IMF issues growth warning for sub-Saharan Africa

3 May 16

The International Monetary Fund has warned that economic growth in sub-Saharan Africa will slow this year, and urged countries across the region to shore up their tax bases as revenues from exports like oil and mining decline.


Extractive industries

Tumbling commodity prices mean oil and mining industries don't yield as much as they used to, prompting the IMF to warn Sub-Saharan African commodity exporters to bolster their tax bases.


Publishing an economic outlook for the area today, the IMF concluded that growth would fall to 3% in 2016. This is the lowest level in some 15 years, is nearly half the 6% rate seen in most of the last decade and is barely above the population growth rate, although there are considerable differences across the region.

Publishing the review, Antoinette Sayeh, the director of the IMF’s African Department, said lower commodity prices meant that Africa needed a substantial policy reset in order to realise the region’s strong potential.

“This is particularly urgent in commodity exporters and some market access countries, as the policy response to date has generally been insufficient,” she added.

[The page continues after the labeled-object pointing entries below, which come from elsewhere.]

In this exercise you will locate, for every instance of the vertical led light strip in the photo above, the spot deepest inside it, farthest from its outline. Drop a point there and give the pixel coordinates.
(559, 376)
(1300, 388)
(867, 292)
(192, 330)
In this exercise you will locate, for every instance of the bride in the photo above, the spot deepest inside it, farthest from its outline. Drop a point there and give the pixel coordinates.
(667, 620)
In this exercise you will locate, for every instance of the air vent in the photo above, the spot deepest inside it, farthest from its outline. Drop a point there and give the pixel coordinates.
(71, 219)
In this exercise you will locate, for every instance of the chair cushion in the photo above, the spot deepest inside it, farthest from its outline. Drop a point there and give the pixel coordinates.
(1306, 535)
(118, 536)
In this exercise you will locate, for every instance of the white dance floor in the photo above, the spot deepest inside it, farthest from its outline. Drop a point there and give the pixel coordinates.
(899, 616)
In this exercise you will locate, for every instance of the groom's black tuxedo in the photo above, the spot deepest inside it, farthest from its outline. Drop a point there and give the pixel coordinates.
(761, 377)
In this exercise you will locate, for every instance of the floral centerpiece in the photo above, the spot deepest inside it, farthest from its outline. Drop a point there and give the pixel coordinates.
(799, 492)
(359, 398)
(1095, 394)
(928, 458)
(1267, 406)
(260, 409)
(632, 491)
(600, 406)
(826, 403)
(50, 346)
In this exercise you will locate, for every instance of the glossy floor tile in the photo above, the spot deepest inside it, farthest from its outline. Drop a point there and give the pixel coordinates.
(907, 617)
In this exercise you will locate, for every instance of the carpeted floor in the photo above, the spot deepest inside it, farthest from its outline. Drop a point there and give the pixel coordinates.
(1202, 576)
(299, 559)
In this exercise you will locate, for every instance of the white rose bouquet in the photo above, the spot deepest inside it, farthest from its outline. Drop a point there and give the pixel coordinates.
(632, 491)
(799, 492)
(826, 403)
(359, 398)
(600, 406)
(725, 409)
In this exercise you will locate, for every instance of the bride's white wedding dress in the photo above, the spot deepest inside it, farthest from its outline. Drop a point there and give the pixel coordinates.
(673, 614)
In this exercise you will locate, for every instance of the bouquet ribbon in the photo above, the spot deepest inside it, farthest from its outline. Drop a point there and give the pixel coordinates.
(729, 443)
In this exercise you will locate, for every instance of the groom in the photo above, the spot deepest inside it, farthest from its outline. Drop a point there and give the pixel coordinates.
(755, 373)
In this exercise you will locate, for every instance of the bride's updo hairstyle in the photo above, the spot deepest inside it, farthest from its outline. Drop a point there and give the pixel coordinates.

The sharp fall in commodity prices, which represented a shock of unprecedented magnitude, has put many of the largest sub-Saharan African economies under severe strain, according to the review. As a result, oil exporters, such as Nigeria and Angola, as well as non-energy commodity exporters, such as Ghana, South Africa and Zambia, face difficult economic conditions. In addition countries including Ethiopia, Malawi, and Zimbabwe, are suffering from a severe drought.

These countries were faced with both rapidly decreasing fiscal and foreign reserves, and there was a need for a “prompt and robust” policy readjustment, Sayeh added.

“As revenue from the extractive sector is likely durably reduced, many affected countries critically need to contain fiscal deficits and build a sustainable tax base from the rest of the economy.

“Given the substantially tighter external financing environment, market access countries in which fiscal and current account deficits have been elevated over the last few years will also need to recalibrate their fiscal policies. Such recalibration would help them to rebuild scarce buffers and mitigate vulnerabilities if external conditions worsen further.”

However, Sayeh said the region’s overall economic output remained favourable with many countries in the region continuing to register robust growth. This includes those nations that are oil importers, whose economies have been helped by lower prices. Expansion in excess of 5% is expected this year in countries such as Côte d’Ivoire, Kenya, and Senegal, as well as in many low-income countries.

“More broadly, medium-term growth prospects remain favourable, as the underlying drivers of growth at play domestically over the last decade generally continue to be in place,” she added. “In particular, the much improved business environment and favourable demographics should play a supportive role in the coming decades.”